The emails from Da’as Torahniks don’t disturb me anymore. They are a dime a dozen and speak with one voice that is not truly their own, anyway, so I simply brush them away and move on. I can’t help them.

One might think that the most disturbing emails come from people who volunteer to help in some way and then are never heard from again. This has happened dozens of times over the years. I used to wonder if these people entered the witness protection program, so startling was the turn from enthusiastic communication to absolute silence.

This used to frustrate me a lot, since EndTheMadness is 100% volunteer driven, and each new volunteer can make an exponential difference. But I have come to accept the fact that most people who express interest in actually doing something aren’t really serious, and this is a widespread defect that everyone involved in community service experiences constantly. Now I simply assume people aren’t serious about getting involved until they actually get involved, and I am no longer disappointed when it doesn’t work out.

No, the most disturbing emails are ones I receive now and then after sending out an email to my list, such as these two that I received just a few days ago:

“Please unsubscribe me from your list. I did my part by getting married this past Labor Day.”

“Please remove me from this list. I have been married since July of last year and will not be attending these shabbatons anymore.”

Mind you, these emails and many others like them come from people who are on my mailing list and therefore are supposedly among the greatest supporters of ETM. They come from people who believe in it enough to have attended ETM events, and have quite possibly benefited personally from these events. They have been blessed to find someone to marry and will hopefully enjoy an eternal and loving union with this person.

That’s where their interest in the cause ends. They no longer wish to even hear from me. The first writer honestly believes that he has “done his part” by getting married (!) and the second one believes that because he has no personal vested interested in attending events there is no conceivable reason why he should even continue to know about them.

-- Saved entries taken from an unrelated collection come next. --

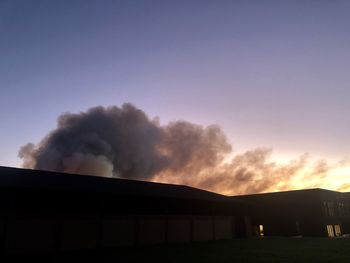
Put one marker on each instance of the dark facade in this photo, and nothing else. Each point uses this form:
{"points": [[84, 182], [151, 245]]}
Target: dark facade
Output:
{"points": [[312, 212], [53, 212]]}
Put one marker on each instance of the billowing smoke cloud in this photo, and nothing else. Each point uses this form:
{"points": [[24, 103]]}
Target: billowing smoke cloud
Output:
{"points": [[123, 142]]}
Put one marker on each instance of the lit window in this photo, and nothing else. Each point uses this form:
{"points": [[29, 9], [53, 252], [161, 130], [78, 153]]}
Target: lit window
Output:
{"points": [[330, 231], [337, 230], [261, 230]]}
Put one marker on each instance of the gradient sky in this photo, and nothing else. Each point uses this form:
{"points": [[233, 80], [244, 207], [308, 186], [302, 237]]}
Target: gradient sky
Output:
{"points": [[270, 73]]}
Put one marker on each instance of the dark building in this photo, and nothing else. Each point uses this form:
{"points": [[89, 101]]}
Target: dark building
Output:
{"points": [[312, 212], [53, 212]]}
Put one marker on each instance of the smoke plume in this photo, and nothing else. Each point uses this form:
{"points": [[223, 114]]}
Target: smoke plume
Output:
{"points": [[124, 142]]}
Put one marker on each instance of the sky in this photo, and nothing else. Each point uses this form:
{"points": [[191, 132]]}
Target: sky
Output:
{"points": [[271, 74]]}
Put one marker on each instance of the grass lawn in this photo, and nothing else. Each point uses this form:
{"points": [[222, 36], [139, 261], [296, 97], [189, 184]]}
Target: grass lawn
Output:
{"points": [[238, 250]]}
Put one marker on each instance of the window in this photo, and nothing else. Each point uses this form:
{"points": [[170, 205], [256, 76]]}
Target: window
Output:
{"points": [[330, 231], [261, 230], [337, 230]]}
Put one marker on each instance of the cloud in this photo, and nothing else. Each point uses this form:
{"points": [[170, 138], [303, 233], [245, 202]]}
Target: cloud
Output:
{"points": [[124, 142]]}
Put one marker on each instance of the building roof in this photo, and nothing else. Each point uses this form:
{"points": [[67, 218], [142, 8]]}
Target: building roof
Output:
{"points": [[28, 179]]}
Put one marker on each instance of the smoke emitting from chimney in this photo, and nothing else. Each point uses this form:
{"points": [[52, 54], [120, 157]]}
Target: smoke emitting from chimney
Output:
{"points": [[124, 142]]}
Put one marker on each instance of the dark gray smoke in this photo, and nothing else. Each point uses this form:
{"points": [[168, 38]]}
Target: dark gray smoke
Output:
{"points": [[123, 142]]}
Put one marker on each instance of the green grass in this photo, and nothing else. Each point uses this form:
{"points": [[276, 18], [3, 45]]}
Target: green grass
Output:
{"points": [[237, 250]]}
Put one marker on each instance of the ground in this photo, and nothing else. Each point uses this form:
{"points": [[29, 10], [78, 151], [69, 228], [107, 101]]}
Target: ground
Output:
{"points": [[237, 250]]}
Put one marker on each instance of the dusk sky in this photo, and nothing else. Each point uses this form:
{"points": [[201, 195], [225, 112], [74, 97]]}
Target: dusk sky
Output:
{"points": [[271, 74]]}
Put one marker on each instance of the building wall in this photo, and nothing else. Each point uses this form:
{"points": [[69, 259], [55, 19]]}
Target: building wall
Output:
{"points": [[38, 233]]}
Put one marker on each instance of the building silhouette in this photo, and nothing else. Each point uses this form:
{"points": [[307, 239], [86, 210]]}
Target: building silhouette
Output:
{"points": [[53, 212]]}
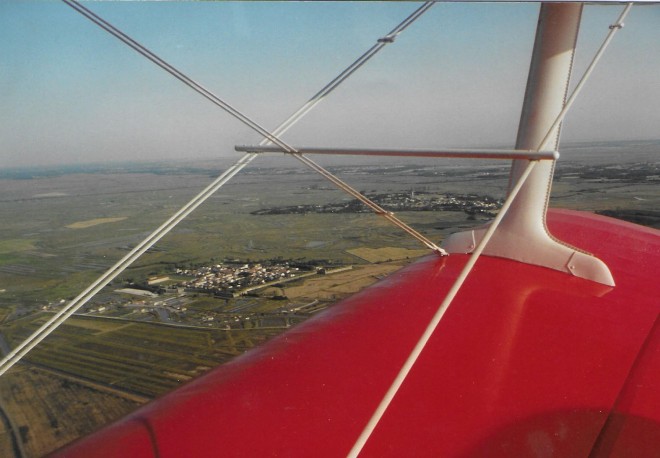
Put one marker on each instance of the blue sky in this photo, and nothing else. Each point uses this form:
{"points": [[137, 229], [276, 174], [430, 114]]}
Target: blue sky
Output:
{"points": [[72, 93]]}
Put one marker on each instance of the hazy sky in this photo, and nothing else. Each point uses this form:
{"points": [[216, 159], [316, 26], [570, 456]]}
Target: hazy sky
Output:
{"points": [[70, 92]]}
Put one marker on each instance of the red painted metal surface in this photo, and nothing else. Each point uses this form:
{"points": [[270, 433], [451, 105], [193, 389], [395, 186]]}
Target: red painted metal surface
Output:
{"points": [[526, 362]]}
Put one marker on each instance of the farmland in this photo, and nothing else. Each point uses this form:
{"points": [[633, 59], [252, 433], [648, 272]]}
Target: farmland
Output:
{"points": [[62, 228]]}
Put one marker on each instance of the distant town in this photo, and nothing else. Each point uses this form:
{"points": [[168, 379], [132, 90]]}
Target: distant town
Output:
{"points": [[173, 298], [471, 204]]}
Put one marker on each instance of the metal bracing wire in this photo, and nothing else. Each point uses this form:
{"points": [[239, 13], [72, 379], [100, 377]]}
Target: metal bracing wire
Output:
{"points": [[458, 283], [22, 349], [614, 28], [430, 328], [268, 136]]}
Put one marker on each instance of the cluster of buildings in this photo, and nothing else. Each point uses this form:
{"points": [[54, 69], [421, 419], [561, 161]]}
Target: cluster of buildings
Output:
{"points": [[228, 279], [470, 204]]}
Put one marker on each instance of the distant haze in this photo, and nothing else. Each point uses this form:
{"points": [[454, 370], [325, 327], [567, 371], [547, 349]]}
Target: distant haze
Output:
{"points": [[71, 93]]}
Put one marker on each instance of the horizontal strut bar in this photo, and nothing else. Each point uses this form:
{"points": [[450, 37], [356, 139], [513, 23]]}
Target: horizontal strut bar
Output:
{"points": [[451, 153]]}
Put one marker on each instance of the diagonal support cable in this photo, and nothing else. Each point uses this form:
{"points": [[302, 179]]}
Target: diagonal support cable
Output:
{"points": [[614, 28], [430, 329], [268, 136], [33, 340], [437, 317]]}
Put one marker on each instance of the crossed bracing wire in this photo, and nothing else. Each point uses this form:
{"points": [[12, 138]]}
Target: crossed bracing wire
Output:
{"points": [[269, 138], [417, 350]]}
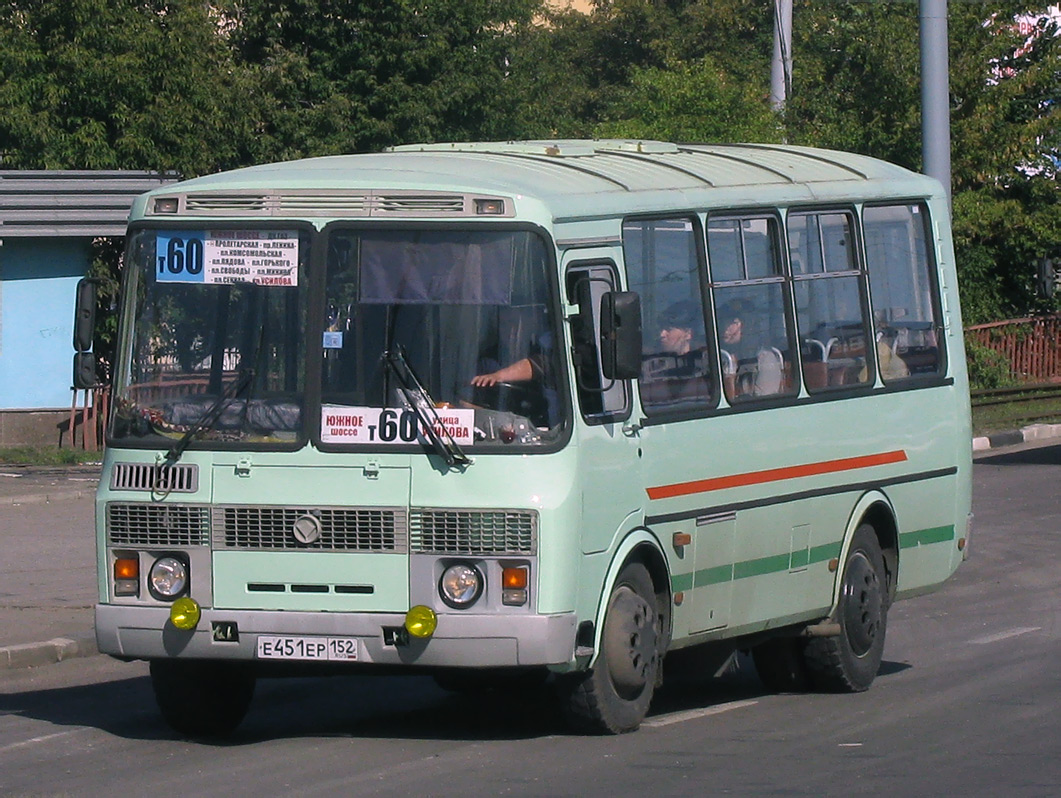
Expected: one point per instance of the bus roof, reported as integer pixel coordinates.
(575, 178)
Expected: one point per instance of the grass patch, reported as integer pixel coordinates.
(47, 455)
(1014, 414)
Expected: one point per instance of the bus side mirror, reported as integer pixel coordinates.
(84, 317)
(621, 335)
(85, 375)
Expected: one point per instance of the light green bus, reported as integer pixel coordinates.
(525, 411)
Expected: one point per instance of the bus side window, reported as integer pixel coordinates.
(903, 291)
(754, 336)
(663, 261)
(827, 280)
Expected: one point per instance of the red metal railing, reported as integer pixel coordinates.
(1032, 346)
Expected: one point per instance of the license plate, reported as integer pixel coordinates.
(307, 648)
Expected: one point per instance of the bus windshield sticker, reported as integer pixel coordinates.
(390, 426)
(213, 257)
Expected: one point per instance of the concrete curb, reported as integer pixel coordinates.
(33, 655)
(1035, 432)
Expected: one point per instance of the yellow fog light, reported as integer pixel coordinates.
(421, 622)
(185, 613)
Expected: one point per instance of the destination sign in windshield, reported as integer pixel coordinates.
(261, 257)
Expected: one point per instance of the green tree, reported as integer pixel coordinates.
(692, 102)
(117, 84)
(344, 75)
(856, 86)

Emails like these disturb me like no others.

I have often wondered aloud how married people could ever be insensitive to the plight of singles. After all, every married person in the world is a former single, and precious few were completely spared the anxiety, frustration, and pain that singles experience. It is human nature for people who experience something painful or traumatic -- be it illness, war, or any difficult personal experience -- to forever sympathize with those who undergo a similar experience. We are naturally drawn to people who can understand what we are going through or have been through.

Consequently, it is hard to rationalize how any married person could ever look down on singles, talk down to singles, trivialize the plight of singles, or otherwise be insensitive to singles. As a former single (and, if they are not careful, a future single) they should feel only genuine concern and empathy for singles and seek to support them with love and respect. As we all know, however, rare indeed is such a person.

This is what disturbs me most of all. To see this sudden metamorphosis from a single who gets it, who feels it, who lives it to an insensitive and disconnected married person who cannot even be bothered to forward an email to the singles they used to associate with – this is truly sad. And if this is the sort of fleeting concern they have for others whose pain they should forever share that they bring with them into married life, I shudder to think of what that married life is destined to look like. More, what might a community of such people look like?

“Mazal tov,” I replied, “though I have to say that many people on the list are married and still see a benefit in being involved in some small way. I'm sorry you don't share this idea.”

I never heard back. But why should I? They’ve already done their part.